17 En al word ik dan ook als plengoffer vergoten bij de offerande en de eredienst van uw geloof, dan blijf ik me toch nog verheugen, en mij met u allen verblijden.
But thouy Y be offrid or slayn on the sacrifice and seruyce of youre feith, Y haue ioye, and Y thanke you alle.
18 En ook gij moet u er over verheugen, en blijde met me zijn.
And the same thing haue ye ioye, and thanke ye me.
19 In den Heer Jesus hoop ik, Timóteus spoedig tot u te zenden, om ook zelf te worden verkwikt, wanneer ik verneem, hoe het u gaat.
And Y hope in the Lord Jhesu, that Y schal sende Tymothe soone to you, that Y be of good coumfort, whanne tho thingis ben knowun that ben aboute you.
20 Want ik heb niemand, die zo goed is gestemd en die zo trouw uw zaak behartigt.
For Y haue no man so of o wille, that is bisi for you with clene affeccioun.
21 Want allen zoeken hun eigen belang, niet de belangen van Christus Jesus.
For alle men seken tho thingis that ben her owne, not tho that ben of Crist Jhesu.
22 Maar gij weet, dat zijn trouw is beproefd, en dat hij voor het Evangelie met mij heeft gezwoegd, als een kind met zijn vader.
But knowe ye the asaie of hym, for as a sone to the fadir he hath seruyd with me in the gospel.
23 Ik hoop hem dus te zenden, zodra ik de uitslag van mijn proces kan voorzien.
Therfor Y hope that Y schal sende hym to you, anoon as Y se what thingis ben aboute me.
24 En ik vertrouw in den Heer, dat ik dan ook zelf spoedig zal komen.
And Y triste in the Lord, that also my silf schal come to you soone.
25 Ik heb het intussen nodig geacht, Epafroditus naar u toe te zenden: mijn broeder, medearbeider en medestrijder; uw bode, die me van het nodige heeft voorzien.
And Y gesside it nedeful to sende to you Epafrodite, my brother and euene worchere, and myn euene knyyt, but youre apostle, and the mynystre of my nede.
26 Want hij verlangt naar u allen, en is een beetje bekommerd, omdat gij van zijn ziekte gehoord hebt.
For he desiride you alle, and he was sorewful, therfor that ye herden that he was sijk.
27 Hij is inderdaad ziek geweest, en zelfs de dood nabij.
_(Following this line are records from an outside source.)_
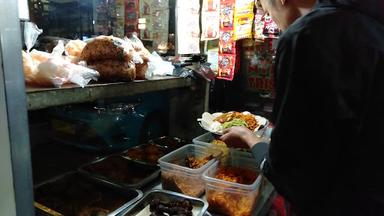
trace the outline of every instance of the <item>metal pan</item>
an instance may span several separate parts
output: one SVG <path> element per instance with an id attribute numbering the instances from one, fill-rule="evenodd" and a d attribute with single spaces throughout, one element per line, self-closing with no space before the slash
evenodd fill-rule
<path id="1" fill-rule="evenodd" d="M 193 208 L 196 210 L 196 215 L 194 214 L 194 216 L 203 216 L 208 209 L 208 203 L 202 199 L 167 190 L 152 190 L 148 192 L 144 198 L 138 201 L 135 205 L 122 211 L 121 215 L 136 216 L 142 210 L 144 210 L 153 199 L 160 199 L 162 202 L 169 202 L 171 200 L 189 200 L 192 203 Z"/>
<path id="2" fill-rule="evenodd" d="M 168 152 L 169 151 L 167 151 L 166 147 L 164 146 L 148 143 L 129 148 L 119 155 L 140 163 L 157 166 L 157 161 Z"/>
<path id="3" fill-rule="evenodd" d="M 37 215 L 80 215 L 103 212 L 118 215 L 139 200 L 139 190 L 100 184 L 78 172 L 66 173 L 34 188 Z"/>
<path id="4" fill-rule="evenodd" d="M 112 155 L 80 167 L 98 181 L 126 188 L 143 188 L 160 176 L 160 168 Z"/>

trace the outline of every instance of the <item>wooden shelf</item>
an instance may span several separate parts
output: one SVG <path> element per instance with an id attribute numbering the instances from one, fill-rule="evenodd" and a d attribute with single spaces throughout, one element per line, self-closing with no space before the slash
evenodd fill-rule
<path id="1" fill-rule="evenodd" d="M 28 110 L 186 88 L 191 85 L 192 81 L 189 78 L 159 77 L 152 80 L 136 80 L 133 82 L 91 84 L 84 88 L 76 85 L 67 85 L 62 88 L 27 87 Z"/>

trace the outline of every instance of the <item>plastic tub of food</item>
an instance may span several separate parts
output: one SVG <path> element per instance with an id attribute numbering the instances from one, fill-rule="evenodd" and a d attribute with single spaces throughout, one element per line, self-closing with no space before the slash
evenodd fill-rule
<path id="1" fill-rule="evenodd" d="M 117 215 L 142 197 L 141 191 L 101 184 L 71 172 L 35 186 L 37 215 Z"/>
<path id="2" fill-rule="evenodd" d="M 130 148 L 120 155 L 130 160 L 155 166 L 157 161 L 166 153 L 167 149 L 165 147 L 149 143 Z"/>
<path id="3" fill-rule="evenodd" d="M 179 207 L 181 207 L 181 209 Z M 123 211 L 121 215 L 188 215 L 192 213 L 193 216 L 203 216 L 207 208 L 208 203 L 202 199 L 172 191 L 153 190 L 146 194 L 145 197 L 135 205 Z"/>
<path id="4" fill-rule="evenodd" d="M 254 159 L 234 156 L 216 161 L 203 173 L 203 179 L 209 212 L 252 215 L 262 180 Z"/>
<path id="5" fill-rule="evenodd" d="M 221 151 L 189 144 L 159 159 L 163 189 L 193 197 L 204 194 L 203 172 L 212 165 Z"/>
<path id="6" fill-rule="evenodd" d="M 117 155 L 84 165 L 80 171 L 99 181 L 127 188 L 142 188 L 160 174 L 160 168 L 157 166 L 138 163 Z"/>

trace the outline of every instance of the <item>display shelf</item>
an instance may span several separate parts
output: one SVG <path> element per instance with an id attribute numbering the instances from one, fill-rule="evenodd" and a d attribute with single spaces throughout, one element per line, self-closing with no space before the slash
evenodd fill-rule
<path id="1" fill-rule="evenodd" d="M 76 85 L 66 85 L 61 88 L 27 87 L 28 110 L 184 88 L 191 85 L 192 81 L 189 78 L 158 77 L 133 82 L 90 84 L 84 88 Z"/>

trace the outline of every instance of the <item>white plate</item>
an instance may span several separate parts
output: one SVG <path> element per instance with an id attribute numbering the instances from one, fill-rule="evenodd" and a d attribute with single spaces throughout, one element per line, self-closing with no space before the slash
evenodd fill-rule
<path id="1" fill-rule="evenodd" d="M 204 130 L 209 131 L 213 134 L 222 135 L 223 134 L 223 127 L 220 122 L 214 121 L 215 118 L 222 115 L 222 112 L 217 113 L 208 113 L 205 112 L 202 114 L 201 118 L 197 119 L 199 122 L 200 127 L 202 127 Z M 250 112 L 243 112 L 243 114 L 251 114 Z M 253 115 L 253 114 L 251 114 Z M 261 130 L 261 128 L 266 128 L 268 126 L 268 120 L 264 117 L 253 115 L 259 124 L 257 128 L 255 128 L 254 132 L 258 132 Z"/>

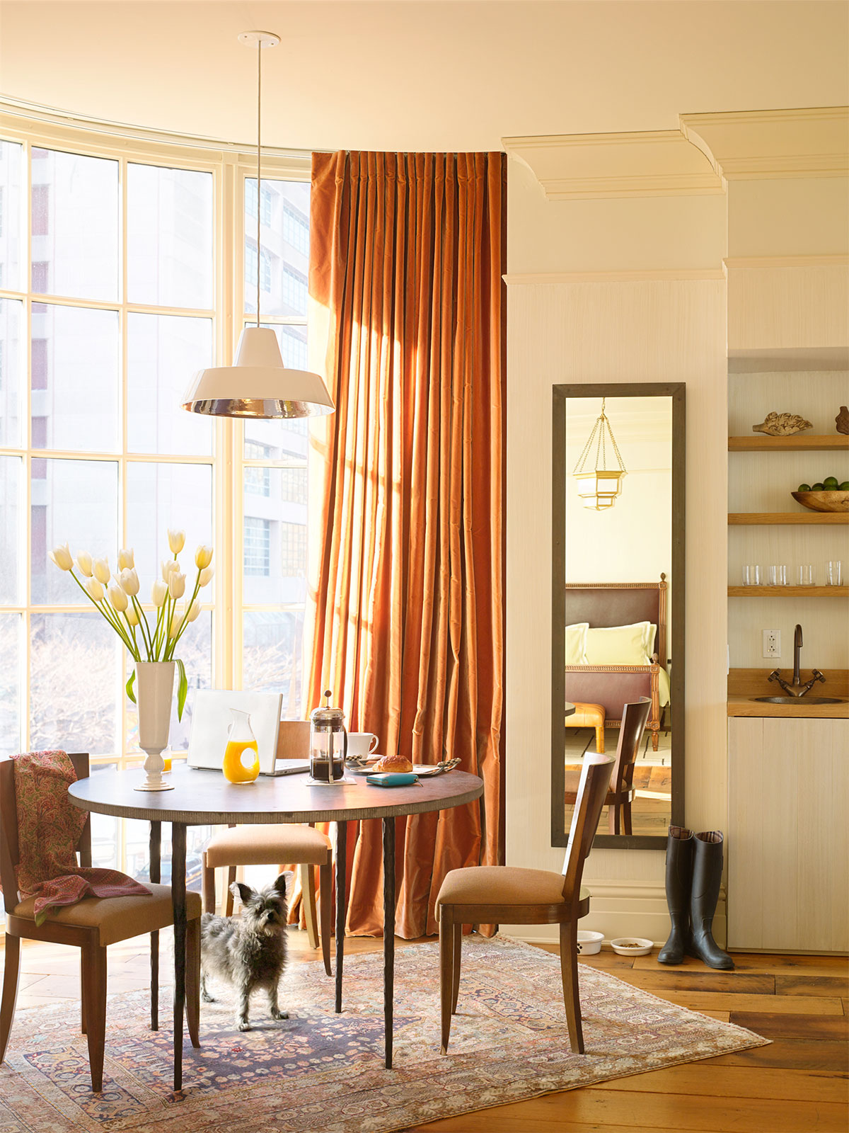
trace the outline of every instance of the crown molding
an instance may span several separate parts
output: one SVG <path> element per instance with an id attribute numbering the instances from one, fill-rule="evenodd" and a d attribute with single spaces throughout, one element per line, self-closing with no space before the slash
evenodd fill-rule
<path id="1" fill-rule="evenodd" d="M 849 176 L 849 107 L 680 114 L 726 180 Z"/>
<path id="2" fill-rule="evenodd" d="M 501 279 L 508 287 L 563 283 L 652 283 L 688 282 L 691 280 L 724 280 L 720 267 L 658 267 L 612 272 L 512 272 Z"/>
<path id="3" fill-rule="evenodd" d="M 715 163 L 680 130 L 548 134 L 501 144 L 531 170 L 547 201 L 724 193 Z"/>

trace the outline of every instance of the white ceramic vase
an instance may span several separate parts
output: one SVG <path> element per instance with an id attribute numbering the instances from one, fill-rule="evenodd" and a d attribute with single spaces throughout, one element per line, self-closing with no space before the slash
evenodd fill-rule
<path id="1" fill-rule="evenodd" d="M 137 791 L 171 791 L 162 772 L 171 726 L 171 702 L 174 696 L 173 661 L 136 662 L 136 705 L 138 706 L 138 746 L 146 753 L 147 777 Z"/>

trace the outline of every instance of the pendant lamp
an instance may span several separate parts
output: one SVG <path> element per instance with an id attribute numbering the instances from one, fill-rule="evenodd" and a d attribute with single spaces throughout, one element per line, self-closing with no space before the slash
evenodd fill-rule
<path id="1" fill-rule="evenodd" d="M 595 424 L 572 474 L 577 480 L 577 494 L 583 500 L 584 508 L 592 511 L 607 511 L 608 508 L 612 508 L 616 497 L 621 492 L 623 477 L 628 475 L 619 454 L 619 446 L 610 427 L 610 420 L 604 412 L 606 402 L 607 398 L 602 398 L 601 412 L 595 418 Z M 616 455 L 615 468 L 608 468 L 608 437 L 610 437 L 610 445 Z M 594 460 L 591 459 L 593 452 Z"/>
<path id="2" fill-rule="evenodd" d="M 273 32 L 242 32 L 239 42 L 257 52 L 257 325 L 246 326 L 235 349 L 232 366 L 212 366 L 198 370 L 185 395 L 182 407 L 212 417 L 312 417 L 335 409 L 324 380 L 306 369 L 283 365 L 277 335 L 259 325 L 260 298 L 260 108 L 263 91 L 263 50 L 275 48 L 280 36 Z"/>

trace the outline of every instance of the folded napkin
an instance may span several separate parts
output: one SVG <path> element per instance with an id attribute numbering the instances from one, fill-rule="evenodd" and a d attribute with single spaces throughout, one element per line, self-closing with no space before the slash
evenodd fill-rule
<path id="1" fill-rule="evenodd" d="M 80 868 L 76 846 L 88 817 L 68 799 L 77 775 L 65 751 L 14 757 L 18 812 L 17 866 L 22 900 L 35 897 L 35 923 L 51 909 L 83 897 L 149 897 L 151 891 L 117 869 Z"/>

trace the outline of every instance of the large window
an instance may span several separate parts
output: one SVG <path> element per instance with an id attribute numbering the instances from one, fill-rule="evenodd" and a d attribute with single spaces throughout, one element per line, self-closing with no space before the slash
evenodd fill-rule
<path id="1" fill-rule="evenodd" d="M 134 547 L 146 591 L 166 528 L 186 529 L 187 551 L 212 543 L 211 600 L 180 650 L 190 685 L 274 689 L 302 712 L 306 590 L 286 548 L 306 546 L 307 429 L 180 408 L 196 369 L 231 360 L 230 314 L 250 322 L 256 177 L 235 151 L 175 152 L 0 114 L 0 753 L 142 758 L 127 658 L 48 557 L 66 540 L 113 568 Z M 263 322 L 286 364 L 306 366 L 306 307 L 284 282 L 306 279 L 291 219 L 308 216 L 306 163 L 269 164 Z M 172 719 L 172 749 L 189 727 L 190 708 Z M 146 830 L 131 825 L 97 819 L 95 859 L 142 862 Z"/>

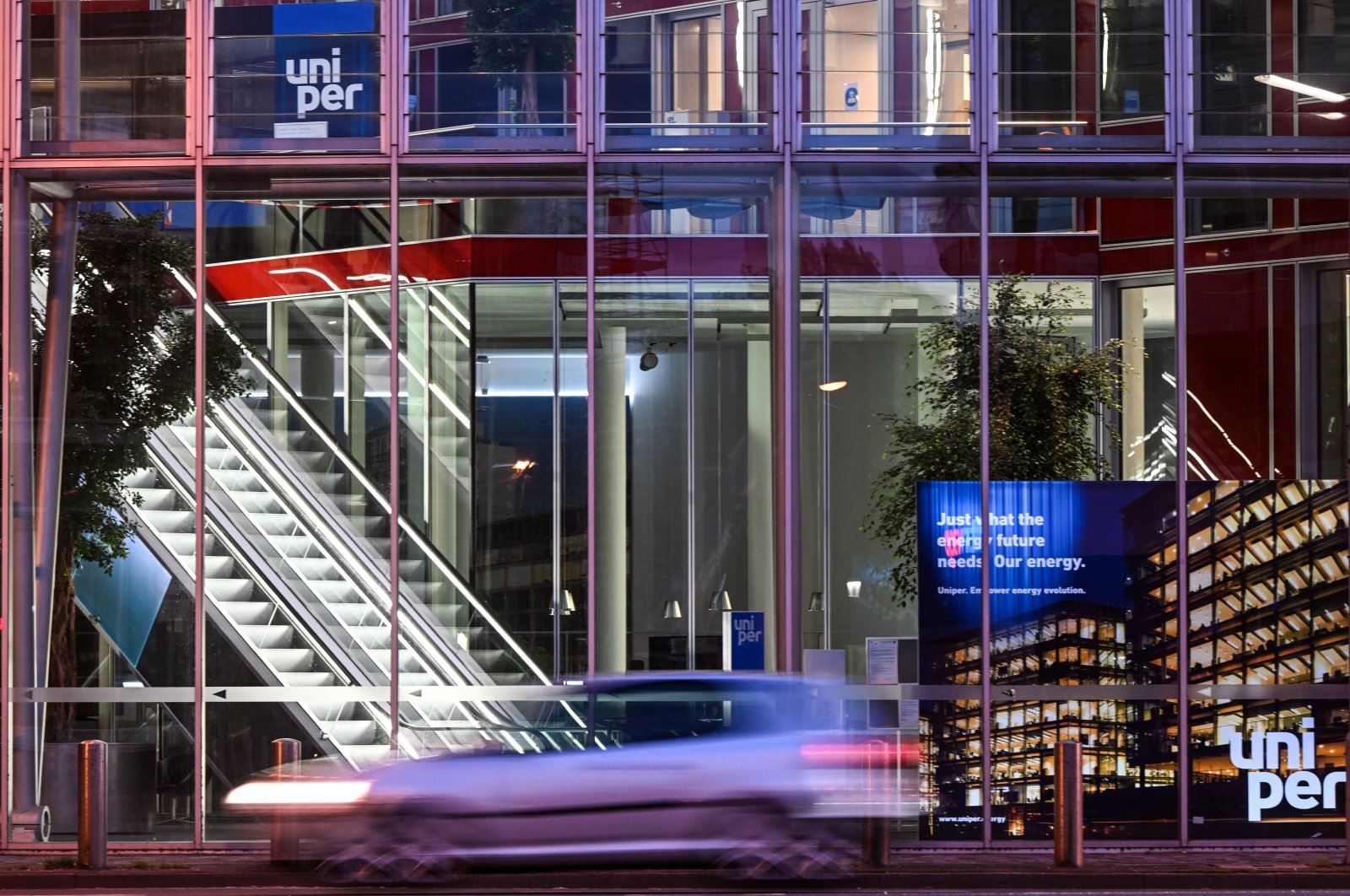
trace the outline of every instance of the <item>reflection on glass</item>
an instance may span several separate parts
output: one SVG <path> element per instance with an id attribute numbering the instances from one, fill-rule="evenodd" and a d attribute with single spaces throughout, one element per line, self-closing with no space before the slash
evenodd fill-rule
<path id="1" fill-rule="evenodd" d="M 107 152 L 109 143 L 122 152 L 182 151 L 184 4 L 147 4 L 132 11 L 57 0 L 26 7 L 24 15 L 24 136 L 35 154 Z M 62 46 L 70 39 L 69 19 L 77 20 L 73 47 Z M 63 90 L 68 80 L 74 90 Z"/>
<path id="2" fill-rule="evenodd" d="M 412 9 L 409 148 L 574 147 L 572 0 L 441 0 Z"/>
<path id="3" fill-rule="evenodd" d="M 606 146 L 767 148 L 774 36 L 763 1 L 657 12 L 606 7 Z"/>
<path id="4" fill-rule="evenodd" d="M 1346 9 L 1323 0 L 1197 0 L 1197 134 L 1206 146 L 1345 140 Z"/>
<path id="5" fill-rule="evenodd" d="M 811 0 L 803 18 L 803 146 L 967 144 L 965 0 Z"/>

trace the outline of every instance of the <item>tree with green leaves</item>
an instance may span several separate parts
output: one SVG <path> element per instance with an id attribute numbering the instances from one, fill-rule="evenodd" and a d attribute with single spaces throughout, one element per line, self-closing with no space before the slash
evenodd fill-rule
<path id="1" fill-rule="evenodd" d="M 539 124 L 539 76 L 570 72 L 576 54 L 576 4 L 572 0 L 464 0 L 466 31 L 474 40 L 478 70 L 498 88 L 518 92 L 513 112 Z M 566 88 L 564 88 L 566 89 Z M 505 109 L 504 109 L 505 111 Z"/>
<path id="2" fill-rule="evenodd" d="M 1064 283 L 999 278 L 990 289 L 990 478 L 1072 480 L 1110 475 L 1092 424 L 1106 422 L 1119 444 L 1114 413 L 1127 366 L 1123 343 L 1094 348 L 1066 335 L 1080 296 Z M 980 478 L 980 312 L 959 310 L 926 327 L 919 349 L 933 370 L 911 397 L 919 413 L 883 414 L 887 466 L 876 476 L 864 532 L 895 552 L 895 600 L 917 594 L 918 483 Z"/>
<path id="3" fill-rule="evenodd" d="M 35 227 L 32 264 L 46 274 L 51 233 Z M 188 417 L 194 399 L 194 318 L 173 270 L 192 270 L 192 244 L 167 233 L 161 215 L 113 217 L 82 212 L 76 240 L 74 308 L 66 376 L 66 426 L 57 522 L 51 607 L 51 687 L 76 687 L 74 579 L 80 564 L 111 572 L 127 556 L 135 526 L 127 503 L 140 498 L 123 483 L 150 464 L 148 443 L 159 426 Z M 40 370 L 43 328 L 34 327 L 34 366 Z M 208 329 L 207 399 L 239 395 L 240 348 Z M 54 734 L 69 726 L 58 707 Z"/>

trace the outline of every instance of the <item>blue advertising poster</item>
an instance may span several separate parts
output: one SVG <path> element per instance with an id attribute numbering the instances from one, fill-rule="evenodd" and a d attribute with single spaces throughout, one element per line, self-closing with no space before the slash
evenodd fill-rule
<path id="1" fill-rule="evenodd" d="M 722 614 L 722 668 L 764 671 L 764 614 L 732 610 Z"/>
<path id="2" fill-rule="evenodd" d="M 369 0 L 217 9 L 220 135 L 378 136 L 377 12 Z"/>
<path id="3" fill-rule="evenodd" d="M 1150 482 L 990 483 L 995 625 L 1064 600 L 1123 607 L 1130 564 L 1157 537 L 1173 490 Z M 925 625 L 979 626 L 980 483 L 919 483 L 918 522 Z"/>

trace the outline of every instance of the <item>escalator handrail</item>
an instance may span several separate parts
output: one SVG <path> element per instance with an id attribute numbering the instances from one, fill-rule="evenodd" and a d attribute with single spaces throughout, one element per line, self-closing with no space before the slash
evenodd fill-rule
<path id="1" fill-rule="evenodd" d="M 176 275 L 180 278 L 180 283 L 184 283 L 185 278 L 182 277 L 182 274 L 176 271 Z M 393 517 L 394 515 L 393 509 L 389 501 L 381 493 L 381 490 L 377 488 L 375 484 L 364 475 L 364 472 L 362 471 L 360 466 L 355 461 L 355 459 L 352 459 L 342 448 L 342 445 L 338 444 L 338 440 L 335 440 L 331 433 L 328 433 L 327 428 L 309 412 L 308 408 L 305 408 L 300 397 L 296 395 L 294 391 L 290 389 L 290 385 L 286 383 L 284 379 L 281 379 L 281 376 L 278 376 L 277 372 L 269 364 L 266 364 L 261 358 L 258 358 L 258 354 L 252 349 L 252 347 L 238 333 L 235 333 L 234 328 L 230 327 L 230 324 L 224 320 L 224 317 L 213 306 L 212 302 L 204 302 L 204 308 L 207 309 L 207 314 L 212 318 L 212 321 L 217 327 L 220 327 L 230 336 L 231 340 L 234 340 L 240 348 L 243 348 L 248 354 L 248 356 L 254 360 L 254 367 L 263 375 L 265 379 L 267 379 L 267 385 L 273 387 L 277 391 L 277 394 L 279 394 L 284 398 L 290 410 L 293 410 L 297 416 L 300 416 L 300 418 L 305 422 L 305 425 L 310 429 L 310 432 L 313 432 L 313 435 L 324 443 L 324 448 L 327 448 L 347 470 L 347 472 L 354 479 L 356 479 L 356 482 L 360 483 L 362 488 L 364 488 L 366 493 L 377 502 L 379 509 L 387 513 L 390 517 Z M 552 684 L 552 679 L 529 657 L 528 652 L 516 641 L 516 638 L 510 636 L 510 633 L 501 625 L 501 622 L 478 599 L 478 596 L 468 587 L 468 583 L 464 582 L 459 571 L 455 569 L 455 567 L 448 560 L 446 560 L 440 555 L 440 552 L 436 551 L 421 536 L 417 528 L 410 525 L 405 520 L 402 514 L 398 514 L 398 524 L 400 524 L 398 525 L 400 532 L 405 533 L 409 537 L 409 540 L 423 552 L 423 556 L 427 557 L 428 563 L 433 564 L 437 568 L 437 571 L 441 572 L 446 576 L 446 579 L 455 587 L 455 590 L 459 591 L 460 595 L 470 603 L 470 606 L 474 607 L 474 610 L 479 614 L 479 617 L 483 621 L 486 621 L 493 627 L 494 632 L 497 632 L 498 637 L 501 637 L 502 641 L 505 641 L 505 644 L 516 654 L 520 663 L 529 672 L 532 672 L 539 679 L 540 683 Z"/>

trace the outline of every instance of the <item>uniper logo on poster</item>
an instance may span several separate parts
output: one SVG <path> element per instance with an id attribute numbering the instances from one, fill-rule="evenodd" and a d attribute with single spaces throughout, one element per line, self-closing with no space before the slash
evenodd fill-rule
<path id="1" fill-rule="evenodd" d="M 273 136 L 378 134 L 375 5 L 297 3 L 273 8 L 277 120 Z"/>
<path id="2" fill-rule="evenodd" d="M 332 47 L 329 57 L 286 59 L 286 81 L 296 85 L 296 117 L 323 107 L 325 112 L 354 112 L 356 94 L 364 84 L 343 84 L 342 47 Z"/>
<path id="3" fill-rule="evenodd" d="M 1312 727 L 1312 719 L 1303 719 Z M 1243 744 L 1246 748 L 1243 749 Z M 1284 762 L 1280 760 L 1284 748 Z M 1336 808 L 1336 785 L 1346 783 L 1345 772 L 1327 772 L 1319 777 L 1318 748 L 1311 730 L 1301 735 L 1289 731 L 1254 734 L 1246 742 L 1228 730 L 1228 758 L 1235 768 L 1247 771 L 1247 820 L 1260 822 L 1261 814 L 1280 804 L 1289 808 Z M 1297 769 L 1288 776 L 1280 769 Z"/>

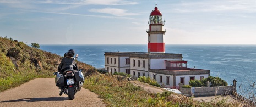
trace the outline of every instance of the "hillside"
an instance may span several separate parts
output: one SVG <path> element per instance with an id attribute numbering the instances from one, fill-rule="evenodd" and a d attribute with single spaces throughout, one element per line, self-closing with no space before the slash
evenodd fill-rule
<path id="1" fill-rule="evenodd" d="M 12 38 L 0 37 L 0 92 L 31 79 L 53 77 L 62 58 Z M 78 62 L 78 65 L 85 75 L 96 71 L 86 64 Z"/>

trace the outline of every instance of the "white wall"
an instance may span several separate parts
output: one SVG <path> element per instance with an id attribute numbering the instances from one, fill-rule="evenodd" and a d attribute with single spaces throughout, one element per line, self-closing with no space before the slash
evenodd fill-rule
<path id="1" fill-rule="evenodd" d="M 119 71 L 119 72 L 126 73 L 126 69 L 130 69 L 130 67 L 122 67 L 122 68 L 120 68 L 120 71 Z"/>
<path id="2" fill-rule="evenodd" d="M 161 31 L 162 29 L 162 26 L 151 26 L 151 30 L 153 31 Z"/>
<path id="3" fill-rule="evenodd" d="M 108 59 L 108 61 L 109 63 L 107 64 L 107 58 L 109 58 Z M 112 64 L 111 64 L 111 58 L 112 58 Z M 116 64 L 115 64 L 115 58 L 116 58 Z M 113 56 L 105 56 L 105 66 L 115 66 L 115 67 L 118 67 L 118 58 L 117 56 L 116 57 L 113 57 Z"/>
<path id="4" fill-rule="evenodd" d="M 178 86 L 178 84 L 181 82 L 181 77 L 185 77 L 185 85 L 189 85 L 188 82 L 189 82 L 190 77 L 191 76 L 195 76 L 195 79 L 200 80 L 200 76 L 204 76 L 204 78 L 208 77 L 208 74 L 201 74 L 201 75 L 182 75 L 182 76 L 176 76 L 176 86 Z"/>
<path id="5" fill-rule="evenodd" d="M 107 67 L 108 67 L 108 69 L 109 69 L 109 70 L 108 71 L 108 73 L 111 72 L 111 69 L 112 69 L 112 73 L 115 72 L 115 69 L 116 69 L 116 72 L 119 72 L 118 71 L 118 67 L 112 67 L 112 66 L 105 66 L 105 70 L 107 70 Z M 124 72 L 126 72 L 125 71 L 124 71 Z"/>
<path id="6" fill-rule="evenodd" d="M 163 35 L 163 34 L 151 34 L 148 41 L 150 41 L 150 43 L 164 43 Z"/>
<path id="7" fill-rule="evenodd" d="M 148 77 L 148 72 L 132 70 L 130 71 L 130 74 L 133 76 L 133 72 L 135 72 L 135 76 L 137 78 L 139 78 L 138 72 L 140 72 L 140 76 L 143 76 L 143 73 L 145 73 L 145 76 Z"/>
<path id="8" fill-rule="evenodd" d="M 157 74 L 157 73 L 152 73 L 152 72 L 149 72 L 149 76 L 150 78 L 153 79 L 153 75 L 156 75 L 156 80 L 157 81 L 157 83 L 159 85 L 162 85 L 164 83 L 166 86 L 173 86 L 173 76 L 172 75 L 164 75 L 164 74 Z M 162 83 L 159 83 L 160 82 L 160 76 L 162 76 Z M 166 83 L 166 77 L 168 76 L 169 77 L 169 85 L 167 85 Z"/>
<path id="9" fill-rule="evenodd" d="M 120 67 L 129 67 L 130 66 L 130 64 L 126 64 L 126 58 L 130 58 L 129 57 L 120 57 Z"/>

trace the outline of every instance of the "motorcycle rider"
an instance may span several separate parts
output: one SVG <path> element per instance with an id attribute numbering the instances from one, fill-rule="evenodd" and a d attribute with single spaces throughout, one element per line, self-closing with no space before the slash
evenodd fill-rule
<path id="1" fill-rule="evenodd" d="M 66 54 L 67 53 L 67 54 Z M 77 59 L 78 54 L 77 54 L 75 58 L 73 58 L 75 53 L 73 49 L 70 49 L 67 53 L 64 54 L 64 58 L 61 60 L 61 63 L 58 67 L 58 72 L 59 74 L 63 74 L 64 71 L 66 70 L 77 70 L 78 66 L 75 63 L 75 60 Z M 67 55 L 66 56 L 65 56 Z M 61 89 L 59 95 L 62 95 L 62 92 L 64 92 L 64 87 L 59 87 Z"/>

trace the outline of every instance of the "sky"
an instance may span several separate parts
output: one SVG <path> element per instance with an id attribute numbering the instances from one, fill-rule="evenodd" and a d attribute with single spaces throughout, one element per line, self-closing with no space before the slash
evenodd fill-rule
<path id="1" fill-rule="evenodd" d="M 157 0 L 166 44 L 256 44 L 255 0 Z M 147 44 L 155 0 L 0 0 L 0 36 L 27 44 Z"/>

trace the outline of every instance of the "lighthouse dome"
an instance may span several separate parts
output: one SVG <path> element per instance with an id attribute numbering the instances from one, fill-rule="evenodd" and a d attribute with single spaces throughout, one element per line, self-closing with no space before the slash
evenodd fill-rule
<path id="1" fill-rule="evenodd" d="M 160 11 L 158 10 L 157 7 L 155 7 L 155 10 L 152 10 L 150 13 L 150 16 L 152 15 L 161 15 L 162 16 L 162 13 Z"/>

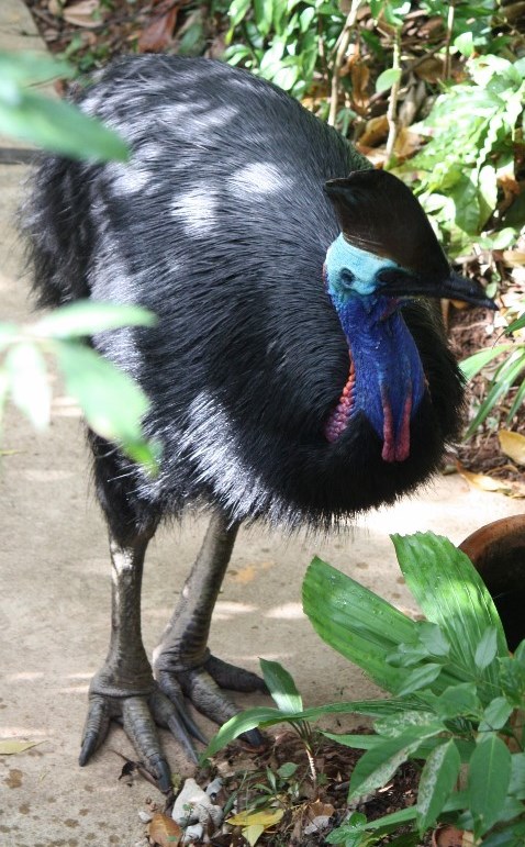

Maar God heeft medelijden met hem gehad; en niet slechts met hem, maar ook met mij: dat ik niet het ene verdriet na het andere zou hebben.
For he was sijk to the deth, but God hadde merci on him; and not oneli on hym, but also on me, lest Y hadde heuynesse on heuynesse.
28 Ik zend hem dus terug met des te meer spoed, opdat gij u verheugen moogt als gij hem weerziet, en ikzelf een zorg minder zal hebben.
Therfor more hastili Y sente hym, that whanne ye han seyn hym, ye haue ioye eft, and Y be withouten heuynesse.
29 Ontvangt hem dus in den Heer met ongemengde blijdschap. Houdt zulke mannen in ere;
Therfor resseyue ye hym with al ioye in the Lord, and haue ye suche with al onour.
30 want om de zaak van Christus is hij de dood nabij geweest, en heeft hij zijn leven gewaagd, om mij uw verdere ondersteuning te brengen.
For the werk of Crist he wente to deth, yyuynge his lijf, that he schulde fulfille that that failide of you anentis my seruyce.